Soichi Kawagoe nous livre ici un roman d'aventures, un roman historique, un roman troublant, qui fait remonter en nous peu à peu, une rage et une tristesse inépuisées, en nous faisant revivre l'horreur et l'ignorance crasse du colonialisme et de l'impérialisme.

Plongés au coeur de l'île d'Hokkaidô, nous partons à la rencontre d'une population fort méconnue et pourtant pleine de richesses, les Aïnous.
Malheureux témoins des affres géopolitiques confrontant russes et japonais, ils vont tenter tant bien que mal de préserver leur culture et leur identité.

C'est aux côtés de Yayomanekh que nous suivons le peuple Aïnou. Né sur l'île de Sakhaline, il subit de plein fouet ce déracinement forcé par les Japonais qui traitent son peuple et ses proches comme des sauvages à qui il faut absolument tout apprendre. La condescendance et l'irrespect le plus total avec lesquels les Aïnous sont considérés sont insupportables. Yayomanekh sera même contraint d'adopter de manière officielle, un nom et un prénom japonais pour avoir le droit de retourner sur ses propres terres d'origine afin de rallier sa famille. L'absurdité de la situation est désarmante de bêtise et d'injustice.

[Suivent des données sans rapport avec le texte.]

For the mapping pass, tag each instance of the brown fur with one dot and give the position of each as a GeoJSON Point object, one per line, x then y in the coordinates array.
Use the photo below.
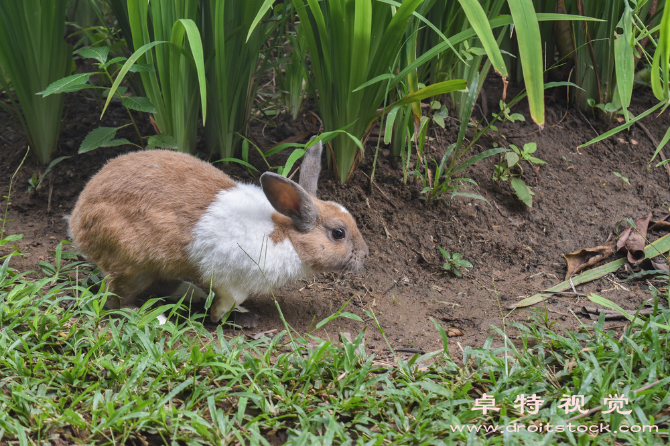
{"type": "Point", "coordinates": [135, 217]}
{"type": "Point", "coordinates": [315, 248]}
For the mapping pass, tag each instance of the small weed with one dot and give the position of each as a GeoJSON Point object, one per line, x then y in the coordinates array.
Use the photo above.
{"type": "Point", "coordinates": [512, 160]}
{"type": "Point", "coordinates": [453, 263]}
{"type": "Point", "coordinates": [623, 179]}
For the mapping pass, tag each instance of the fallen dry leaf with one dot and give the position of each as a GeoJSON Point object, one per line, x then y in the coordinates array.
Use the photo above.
{"type": "Point", "coordinates": [661, 265]}
{"type": "Point", "coordinates": [660, 225]}
{"type": "Point", "coordinates": [452, 332]}
{"type": "Point", "coordinates": [633, 242]}
{"type": "Point", "coordinates": [586, 257]}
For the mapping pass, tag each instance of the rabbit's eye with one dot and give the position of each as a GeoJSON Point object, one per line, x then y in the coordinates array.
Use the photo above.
{"type": "Point", "coordinates": [338, 234]}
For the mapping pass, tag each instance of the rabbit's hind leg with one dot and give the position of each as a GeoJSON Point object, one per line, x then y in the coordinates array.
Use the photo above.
{"type": "Point", "coordinates": [190, 292]}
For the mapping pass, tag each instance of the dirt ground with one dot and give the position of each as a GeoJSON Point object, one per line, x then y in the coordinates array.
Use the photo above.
{"type": "Point", "coordinates": [516, 251]}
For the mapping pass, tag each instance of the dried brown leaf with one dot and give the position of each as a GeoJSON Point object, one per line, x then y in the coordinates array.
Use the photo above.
{"type": "Point", "coordinates": [633, 241]}
{"type": "Point", "coordinates": [586, 257]}
{"type": "Point", "coordinates": [453, 332]}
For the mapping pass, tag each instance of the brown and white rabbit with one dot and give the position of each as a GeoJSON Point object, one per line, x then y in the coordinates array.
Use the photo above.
{"type": "Point", "coordinates": [158, 217]}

Du côté opposé du combat en cours ralliant la Russie, l'on se rapproche de Bronislaw, citoyen polonais, à qui l'on interdit pourtant de parler sa langue maternelle. Il doit s'assimiler le plus rapidement possible et parler russe. Ces directives le font souffrir et bouillir de l'intérieur.

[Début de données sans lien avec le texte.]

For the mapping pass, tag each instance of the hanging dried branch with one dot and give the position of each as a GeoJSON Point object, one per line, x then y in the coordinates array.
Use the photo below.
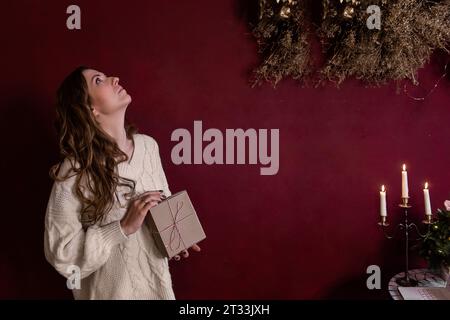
{"type": "Point", "coordinates": [281, 35]}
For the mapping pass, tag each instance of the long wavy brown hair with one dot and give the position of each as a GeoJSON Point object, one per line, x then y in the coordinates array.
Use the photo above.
{"type": "Point", "coordinates": [93, 154]}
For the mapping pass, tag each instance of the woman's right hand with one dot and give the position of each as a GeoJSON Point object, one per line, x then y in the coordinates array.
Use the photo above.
{"type": "Point", "coordinates": [138, 209]}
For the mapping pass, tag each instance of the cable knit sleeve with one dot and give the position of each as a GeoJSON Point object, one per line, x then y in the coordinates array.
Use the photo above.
{"type": "Point", "coordinates": [66, 243]}
{"type": "Point", "coordinates": [156, 158]}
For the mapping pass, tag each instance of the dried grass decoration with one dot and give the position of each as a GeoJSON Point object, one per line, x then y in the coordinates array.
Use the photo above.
{"type": "Point", "coordinates": [281, 35]}
{"type": "Point", "coordinates": [410, 31]}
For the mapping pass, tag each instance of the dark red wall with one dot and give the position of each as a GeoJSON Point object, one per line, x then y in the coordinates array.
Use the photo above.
{"type": "Point", "coordinates": [308, 232]}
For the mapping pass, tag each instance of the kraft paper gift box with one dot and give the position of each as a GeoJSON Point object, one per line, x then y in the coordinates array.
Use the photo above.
{"type": "Point", "coordinates": [174, 224]}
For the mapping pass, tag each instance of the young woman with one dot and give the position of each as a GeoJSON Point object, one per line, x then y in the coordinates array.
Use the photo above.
{"type": "Point", "coordinates": [108, 179]}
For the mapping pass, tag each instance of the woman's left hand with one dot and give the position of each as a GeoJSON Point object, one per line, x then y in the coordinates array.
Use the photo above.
{"type": "Point", "coordinates": [185, 253]}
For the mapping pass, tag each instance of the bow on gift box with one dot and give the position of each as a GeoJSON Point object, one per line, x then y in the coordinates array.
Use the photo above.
{"type": "Point", "coordinates": [174, 226]}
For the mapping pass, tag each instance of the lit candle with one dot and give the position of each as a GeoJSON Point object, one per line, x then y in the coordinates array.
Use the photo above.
{"type": "Point", "coordinates": [383, 211]}
{"type": "Point", "coordinates": [404, 182]}
{"type": "Point", "coordinates": [426, 196]}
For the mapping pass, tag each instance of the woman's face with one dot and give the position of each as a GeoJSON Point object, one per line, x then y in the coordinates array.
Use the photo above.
{"type": "Point", "coordinates": [107, 96]}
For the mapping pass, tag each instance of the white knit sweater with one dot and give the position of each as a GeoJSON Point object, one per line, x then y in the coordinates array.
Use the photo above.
{"type": "Point", "coordinates": [113, 266]}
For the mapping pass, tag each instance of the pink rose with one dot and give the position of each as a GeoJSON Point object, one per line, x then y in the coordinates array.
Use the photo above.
{"type": "Point", "coordinates": [447, 205]}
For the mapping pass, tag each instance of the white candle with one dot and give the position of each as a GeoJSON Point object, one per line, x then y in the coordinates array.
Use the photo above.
{"type": "Point", "coordinates": [404, 182]}
{"type": "Point", "coordinates": [383, 210]}
{"type": "Point", "coordinates": [426, 196]}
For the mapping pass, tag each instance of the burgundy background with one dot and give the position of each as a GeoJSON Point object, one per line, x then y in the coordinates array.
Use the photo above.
{"type": "Point", "coordinates": [308, 232]}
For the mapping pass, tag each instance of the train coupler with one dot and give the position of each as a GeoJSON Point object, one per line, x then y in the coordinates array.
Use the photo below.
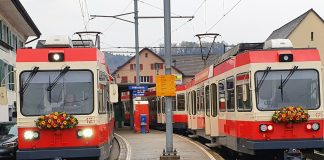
{"type": "Point", "coordinates": [293, 154]}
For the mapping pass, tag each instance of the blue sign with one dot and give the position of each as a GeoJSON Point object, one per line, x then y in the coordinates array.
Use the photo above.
{"type": "Point", "coordinates": [138, 88]}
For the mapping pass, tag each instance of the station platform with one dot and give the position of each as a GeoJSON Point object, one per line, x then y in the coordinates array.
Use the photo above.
{"type": "Point", "coordinates": [149, 146]}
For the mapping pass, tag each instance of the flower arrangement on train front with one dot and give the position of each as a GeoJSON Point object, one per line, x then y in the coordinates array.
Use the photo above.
{"type": "Point", "coordinates": [56, 121]}
{"type": "Point", "coordinates": [290, 114]}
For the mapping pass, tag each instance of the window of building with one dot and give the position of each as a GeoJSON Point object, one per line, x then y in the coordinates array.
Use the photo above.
{"type": "Point", "coordinates": [174, 104]}
{"type": "Point", "coordinates": [230, 96]}
{"type": "Point", "coordinates": [181, 102]}
{"type": "Point", "coordinates": [124, 79]}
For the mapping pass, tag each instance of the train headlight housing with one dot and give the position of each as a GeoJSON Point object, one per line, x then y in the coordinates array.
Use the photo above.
{"type": "Point", "coordinates": [56, 57]}
{"type": "Point", "coordinates": [263, 127]}
{"type": "Point", "coordinates": [315, 126]}
{"type": "Point", "coordinates": [85, 133]}
{"type": "Point", "coordinates": [31, 135]}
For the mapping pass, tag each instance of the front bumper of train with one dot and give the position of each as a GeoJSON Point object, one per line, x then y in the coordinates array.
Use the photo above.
{"type": "Point", "coordinates": [285, 144]}
{"type": "Point", "coordinates": [59, 153]}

Entouré de résistants, de tracts dissimulés et de manifestations prohibées, Bronislaw tente de rester loin de tout cela afin d'éviter les pires ennuis. Il se retrouve malgré tout accusé de complicité lors d'un attentat visant à éliminer le Tsar. Il est immédiatement condamné et envoyé sur l'île de Sakhaline pour y purger sa peine.

Les deux hommes subissent une situation similaire. Un déracinement forcé, des contraintes culturelles insensées et la cruauté de leur envahisseur respectif.
Le destin va finir par les réunir et les lancer dans un projet de grande envergure. Ils vont ensemble tout mettre en oeuvre pour garder à jamais une trace de la richesse de la culture Aïnoue, en enregistrant tout ce qui est possible de préserver. Histoires ancestrales, musique, chants, coutumes… absolument tout ce qui se rattache à cette culture inspirante et par de nombreux aspects, exemplaire.
Les Aïnous ne doivent perdre ni leur mode de vie ni leurs droits les plus fondamentaux.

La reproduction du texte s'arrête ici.